The Five-Finger Breathing Technique is a simple yet powerful tool to help regulate the nervous system and create a sense of physical and emotional safety. It combines touch, slow breathing, and mindful attention — making it especially supportive for highly sensitive individuals (HSP), ADHD/ADD, and people on the autism spectrum.
How it works:
Hold one hand open and use the index finger of the other hand to slowly trace along each finger.
• Trace up a finger while breathing in slowly and evenly.
• Trace down the finger while exhaling fully and gently.
Continue finger by finger until all five are completed.
Why it helps:
- Nervous System Regulation: Slow, conscious breathing activates the parasympathetic nervous system, helping the body shift from alertness or overwhelm into calm and grounded presence.
- Sensory Grounding: The tactile feedback of tracing the hand offers a clear anchor for the mind — particularly helpful for sensory overload, emotional flooding, or dissociation.
- Support for ADHD/ADD: The multisensory structure (movement + touch + breath + focus) helps train attention, supports self-regulation and reduces impulsive reactivity.
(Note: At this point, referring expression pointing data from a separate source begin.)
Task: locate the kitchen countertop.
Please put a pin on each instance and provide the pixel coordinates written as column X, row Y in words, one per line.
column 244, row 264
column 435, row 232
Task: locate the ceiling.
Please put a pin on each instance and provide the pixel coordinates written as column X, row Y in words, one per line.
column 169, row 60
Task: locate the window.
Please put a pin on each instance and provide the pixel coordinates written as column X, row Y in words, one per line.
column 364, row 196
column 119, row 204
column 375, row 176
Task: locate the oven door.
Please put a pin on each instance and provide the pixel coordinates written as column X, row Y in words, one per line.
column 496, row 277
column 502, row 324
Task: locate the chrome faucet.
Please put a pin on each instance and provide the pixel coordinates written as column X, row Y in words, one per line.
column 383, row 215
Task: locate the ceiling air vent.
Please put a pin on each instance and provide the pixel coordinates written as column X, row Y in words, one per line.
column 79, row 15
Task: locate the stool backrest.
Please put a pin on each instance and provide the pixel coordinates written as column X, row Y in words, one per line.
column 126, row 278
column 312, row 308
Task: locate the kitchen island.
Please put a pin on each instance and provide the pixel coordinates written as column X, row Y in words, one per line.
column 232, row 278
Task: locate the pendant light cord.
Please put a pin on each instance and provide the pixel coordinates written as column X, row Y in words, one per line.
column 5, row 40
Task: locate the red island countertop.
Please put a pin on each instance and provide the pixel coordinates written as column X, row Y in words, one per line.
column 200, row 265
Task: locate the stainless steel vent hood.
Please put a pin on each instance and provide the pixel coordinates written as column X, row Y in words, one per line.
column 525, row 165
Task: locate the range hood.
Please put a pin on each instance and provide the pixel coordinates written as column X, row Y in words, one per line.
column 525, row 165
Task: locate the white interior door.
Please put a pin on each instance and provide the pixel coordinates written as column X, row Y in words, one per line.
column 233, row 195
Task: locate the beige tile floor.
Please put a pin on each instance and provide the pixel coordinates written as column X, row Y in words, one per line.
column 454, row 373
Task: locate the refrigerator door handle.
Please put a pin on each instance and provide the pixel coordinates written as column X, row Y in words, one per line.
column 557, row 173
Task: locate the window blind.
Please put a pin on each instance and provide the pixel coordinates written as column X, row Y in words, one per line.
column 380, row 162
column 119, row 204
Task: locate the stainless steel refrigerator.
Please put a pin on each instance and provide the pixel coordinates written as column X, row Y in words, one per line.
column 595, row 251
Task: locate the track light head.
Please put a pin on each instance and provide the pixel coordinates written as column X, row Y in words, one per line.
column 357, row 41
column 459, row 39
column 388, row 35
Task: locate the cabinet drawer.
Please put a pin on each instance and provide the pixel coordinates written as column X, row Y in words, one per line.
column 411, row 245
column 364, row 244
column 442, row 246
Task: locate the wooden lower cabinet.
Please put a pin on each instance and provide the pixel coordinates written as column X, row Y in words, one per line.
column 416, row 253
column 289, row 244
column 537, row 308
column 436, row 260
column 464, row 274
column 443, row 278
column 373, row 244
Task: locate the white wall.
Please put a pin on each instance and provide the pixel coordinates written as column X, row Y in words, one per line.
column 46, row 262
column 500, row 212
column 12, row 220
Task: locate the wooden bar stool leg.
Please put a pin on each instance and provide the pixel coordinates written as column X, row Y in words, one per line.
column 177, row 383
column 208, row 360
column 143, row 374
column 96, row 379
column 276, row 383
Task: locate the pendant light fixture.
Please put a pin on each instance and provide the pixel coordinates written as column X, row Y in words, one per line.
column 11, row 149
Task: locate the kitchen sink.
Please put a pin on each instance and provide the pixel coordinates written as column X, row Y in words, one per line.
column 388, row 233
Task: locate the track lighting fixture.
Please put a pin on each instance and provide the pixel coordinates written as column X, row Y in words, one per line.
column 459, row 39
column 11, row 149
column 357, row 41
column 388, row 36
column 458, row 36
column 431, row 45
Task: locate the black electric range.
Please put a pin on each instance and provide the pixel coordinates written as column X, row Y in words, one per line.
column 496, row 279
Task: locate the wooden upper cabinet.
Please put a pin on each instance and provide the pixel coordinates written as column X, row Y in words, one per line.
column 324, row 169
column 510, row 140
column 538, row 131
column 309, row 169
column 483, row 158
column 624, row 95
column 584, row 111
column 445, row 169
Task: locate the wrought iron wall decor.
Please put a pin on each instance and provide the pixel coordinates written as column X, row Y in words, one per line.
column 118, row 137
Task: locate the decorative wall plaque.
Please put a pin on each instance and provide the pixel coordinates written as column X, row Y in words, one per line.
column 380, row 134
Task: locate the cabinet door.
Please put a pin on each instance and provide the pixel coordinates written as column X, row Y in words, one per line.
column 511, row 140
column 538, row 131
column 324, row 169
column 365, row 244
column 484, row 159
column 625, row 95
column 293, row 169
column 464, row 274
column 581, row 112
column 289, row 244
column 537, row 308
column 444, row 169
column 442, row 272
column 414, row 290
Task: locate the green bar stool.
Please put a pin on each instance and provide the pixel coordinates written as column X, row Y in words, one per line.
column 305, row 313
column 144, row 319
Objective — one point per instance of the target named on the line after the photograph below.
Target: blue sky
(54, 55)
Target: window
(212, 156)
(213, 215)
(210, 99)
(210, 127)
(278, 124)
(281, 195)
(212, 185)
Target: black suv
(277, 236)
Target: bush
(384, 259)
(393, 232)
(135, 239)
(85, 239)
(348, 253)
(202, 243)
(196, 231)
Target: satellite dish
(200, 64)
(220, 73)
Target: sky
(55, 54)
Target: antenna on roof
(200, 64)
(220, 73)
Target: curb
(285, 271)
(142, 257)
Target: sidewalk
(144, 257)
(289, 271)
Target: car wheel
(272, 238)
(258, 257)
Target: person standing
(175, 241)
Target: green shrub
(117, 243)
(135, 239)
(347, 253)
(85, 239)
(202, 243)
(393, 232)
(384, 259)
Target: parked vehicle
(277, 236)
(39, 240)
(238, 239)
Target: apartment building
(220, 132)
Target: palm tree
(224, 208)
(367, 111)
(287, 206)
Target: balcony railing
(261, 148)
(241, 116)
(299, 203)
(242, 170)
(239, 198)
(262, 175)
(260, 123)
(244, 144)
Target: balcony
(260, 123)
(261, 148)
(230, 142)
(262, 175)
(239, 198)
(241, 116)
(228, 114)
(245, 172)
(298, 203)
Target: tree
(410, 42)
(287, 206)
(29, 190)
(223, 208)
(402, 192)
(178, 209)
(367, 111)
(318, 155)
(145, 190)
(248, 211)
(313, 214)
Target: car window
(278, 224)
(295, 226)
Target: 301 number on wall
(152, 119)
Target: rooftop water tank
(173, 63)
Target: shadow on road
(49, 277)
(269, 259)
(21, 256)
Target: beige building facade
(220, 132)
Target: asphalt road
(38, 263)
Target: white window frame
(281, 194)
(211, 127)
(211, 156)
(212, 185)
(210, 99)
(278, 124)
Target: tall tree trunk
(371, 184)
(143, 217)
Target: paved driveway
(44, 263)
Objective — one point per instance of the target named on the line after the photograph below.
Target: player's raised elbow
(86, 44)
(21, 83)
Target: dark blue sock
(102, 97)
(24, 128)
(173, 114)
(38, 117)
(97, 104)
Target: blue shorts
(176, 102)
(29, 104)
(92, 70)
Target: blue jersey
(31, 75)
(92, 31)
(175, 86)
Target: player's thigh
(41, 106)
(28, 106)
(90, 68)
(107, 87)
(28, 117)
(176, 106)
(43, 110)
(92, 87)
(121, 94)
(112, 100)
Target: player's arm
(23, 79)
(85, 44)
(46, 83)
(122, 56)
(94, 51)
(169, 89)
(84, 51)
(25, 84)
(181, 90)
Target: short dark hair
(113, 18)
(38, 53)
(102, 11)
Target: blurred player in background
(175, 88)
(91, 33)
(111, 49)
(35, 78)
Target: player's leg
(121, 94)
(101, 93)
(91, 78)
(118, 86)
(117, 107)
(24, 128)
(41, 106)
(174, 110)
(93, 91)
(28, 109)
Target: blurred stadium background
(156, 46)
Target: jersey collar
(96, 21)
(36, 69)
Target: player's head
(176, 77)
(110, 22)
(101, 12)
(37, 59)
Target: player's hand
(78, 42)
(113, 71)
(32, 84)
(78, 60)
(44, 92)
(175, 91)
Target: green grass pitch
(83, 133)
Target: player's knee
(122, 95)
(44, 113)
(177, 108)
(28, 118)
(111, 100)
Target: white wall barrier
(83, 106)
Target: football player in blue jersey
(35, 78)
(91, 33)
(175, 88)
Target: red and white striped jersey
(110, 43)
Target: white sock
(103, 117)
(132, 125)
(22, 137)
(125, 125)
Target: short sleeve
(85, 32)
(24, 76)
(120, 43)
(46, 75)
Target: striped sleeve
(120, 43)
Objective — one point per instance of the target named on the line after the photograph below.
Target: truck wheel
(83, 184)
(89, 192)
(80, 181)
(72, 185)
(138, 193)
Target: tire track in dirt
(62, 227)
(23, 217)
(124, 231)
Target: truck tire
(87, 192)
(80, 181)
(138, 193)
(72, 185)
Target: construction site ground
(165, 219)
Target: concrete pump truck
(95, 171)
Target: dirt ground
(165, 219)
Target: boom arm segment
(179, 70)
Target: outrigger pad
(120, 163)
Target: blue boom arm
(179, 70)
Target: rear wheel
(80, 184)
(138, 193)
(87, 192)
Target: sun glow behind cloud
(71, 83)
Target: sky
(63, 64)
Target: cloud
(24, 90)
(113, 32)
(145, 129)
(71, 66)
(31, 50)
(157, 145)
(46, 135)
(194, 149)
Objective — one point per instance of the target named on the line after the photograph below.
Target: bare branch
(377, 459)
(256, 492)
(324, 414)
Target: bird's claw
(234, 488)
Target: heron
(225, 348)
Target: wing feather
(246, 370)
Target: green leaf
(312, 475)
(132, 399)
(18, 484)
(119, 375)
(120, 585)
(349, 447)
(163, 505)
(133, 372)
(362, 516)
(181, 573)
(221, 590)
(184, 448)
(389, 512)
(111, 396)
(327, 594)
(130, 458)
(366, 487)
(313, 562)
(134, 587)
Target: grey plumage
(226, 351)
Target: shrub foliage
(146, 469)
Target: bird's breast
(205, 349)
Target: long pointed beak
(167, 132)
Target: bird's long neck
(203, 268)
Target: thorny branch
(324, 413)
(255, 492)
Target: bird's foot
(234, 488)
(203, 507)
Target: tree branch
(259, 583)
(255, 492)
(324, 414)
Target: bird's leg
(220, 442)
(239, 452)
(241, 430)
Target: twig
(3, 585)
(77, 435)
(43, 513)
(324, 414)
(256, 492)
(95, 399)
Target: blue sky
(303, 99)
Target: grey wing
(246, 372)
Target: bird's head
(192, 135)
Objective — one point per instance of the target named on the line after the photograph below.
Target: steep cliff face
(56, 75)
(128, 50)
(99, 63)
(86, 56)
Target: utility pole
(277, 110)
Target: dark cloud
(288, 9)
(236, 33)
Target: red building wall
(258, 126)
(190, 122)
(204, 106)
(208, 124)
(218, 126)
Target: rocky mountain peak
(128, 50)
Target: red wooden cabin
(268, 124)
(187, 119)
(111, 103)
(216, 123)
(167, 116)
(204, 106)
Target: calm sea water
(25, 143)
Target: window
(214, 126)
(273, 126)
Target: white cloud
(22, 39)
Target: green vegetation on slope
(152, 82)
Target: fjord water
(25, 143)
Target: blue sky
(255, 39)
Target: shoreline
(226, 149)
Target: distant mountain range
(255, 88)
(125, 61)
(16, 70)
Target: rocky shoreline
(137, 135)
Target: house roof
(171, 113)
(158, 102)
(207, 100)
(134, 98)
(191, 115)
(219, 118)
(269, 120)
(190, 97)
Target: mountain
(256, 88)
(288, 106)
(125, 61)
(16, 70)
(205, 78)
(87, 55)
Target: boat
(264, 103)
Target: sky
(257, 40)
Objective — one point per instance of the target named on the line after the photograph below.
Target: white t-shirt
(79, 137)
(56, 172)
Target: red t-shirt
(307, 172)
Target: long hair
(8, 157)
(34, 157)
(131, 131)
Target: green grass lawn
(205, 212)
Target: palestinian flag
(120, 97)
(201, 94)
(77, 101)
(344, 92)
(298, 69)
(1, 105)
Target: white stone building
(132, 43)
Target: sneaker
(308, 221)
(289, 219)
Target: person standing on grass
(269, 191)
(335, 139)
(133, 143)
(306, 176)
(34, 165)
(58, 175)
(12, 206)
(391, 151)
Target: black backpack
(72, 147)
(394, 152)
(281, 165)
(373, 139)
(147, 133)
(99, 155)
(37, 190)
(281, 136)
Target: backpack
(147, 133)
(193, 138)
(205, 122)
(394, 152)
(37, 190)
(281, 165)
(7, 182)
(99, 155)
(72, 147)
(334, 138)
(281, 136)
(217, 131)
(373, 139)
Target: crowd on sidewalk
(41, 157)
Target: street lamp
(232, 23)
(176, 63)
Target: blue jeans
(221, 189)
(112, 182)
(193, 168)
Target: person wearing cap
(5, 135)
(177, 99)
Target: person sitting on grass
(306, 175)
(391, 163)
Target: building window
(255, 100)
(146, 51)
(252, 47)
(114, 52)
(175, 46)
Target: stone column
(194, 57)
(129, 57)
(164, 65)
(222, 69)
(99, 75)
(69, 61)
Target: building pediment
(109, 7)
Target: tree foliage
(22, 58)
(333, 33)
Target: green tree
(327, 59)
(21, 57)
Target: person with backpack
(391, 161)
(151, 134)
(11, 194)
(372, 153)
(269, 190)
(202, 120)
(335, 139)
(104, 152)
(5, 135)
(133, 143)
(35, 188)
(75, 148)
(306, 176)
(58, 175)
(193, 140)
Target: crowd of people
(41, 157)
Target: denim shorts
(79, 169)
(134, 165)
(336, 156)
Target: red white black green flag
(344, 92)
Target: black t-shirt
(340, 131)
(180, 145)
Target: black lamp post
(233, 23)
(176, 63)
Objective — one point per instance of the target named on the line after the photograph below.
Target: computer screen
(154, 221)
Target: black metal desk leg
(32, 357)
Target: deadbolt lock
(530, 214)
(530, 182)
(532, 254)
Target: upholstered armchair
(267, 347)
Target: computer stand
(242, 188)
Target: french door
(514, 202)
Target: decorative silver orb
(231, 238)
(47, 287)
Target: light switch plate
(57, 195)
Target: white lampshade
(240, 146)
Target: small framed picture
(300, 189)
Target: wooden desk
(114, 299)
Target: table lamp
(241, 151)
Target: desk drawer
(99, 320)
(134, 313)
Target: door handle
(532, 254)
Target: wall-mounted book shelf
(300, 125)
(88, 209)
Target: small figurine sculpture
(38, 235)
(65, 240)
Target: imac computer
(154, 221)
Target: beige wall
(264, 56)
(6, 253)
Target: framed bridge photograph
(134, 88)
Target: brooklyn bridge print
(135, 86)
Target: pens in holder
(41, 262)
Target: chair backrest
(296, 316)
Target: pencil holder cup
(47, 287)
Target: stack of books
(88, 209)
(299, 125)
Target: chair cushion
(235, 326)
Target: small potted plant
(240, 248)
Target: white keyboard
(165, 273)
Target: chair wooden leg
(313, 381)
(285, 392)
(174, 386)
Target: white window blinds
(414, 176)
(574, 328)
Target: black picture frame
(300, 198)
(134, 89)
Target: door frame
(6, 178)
- Support for HSP & Autism: The predictable rhythm and physical anchoring offer a safe, soothing routine when overstimulated, anxious, or overwhelmed by sensory input or emotions.
- Accessible Anywhere: No tools needed; discreet and effective at home, at work, in public, or before stressful situations.
A few rounds are often enough to calm the mind, soften the body, and restore inner balance.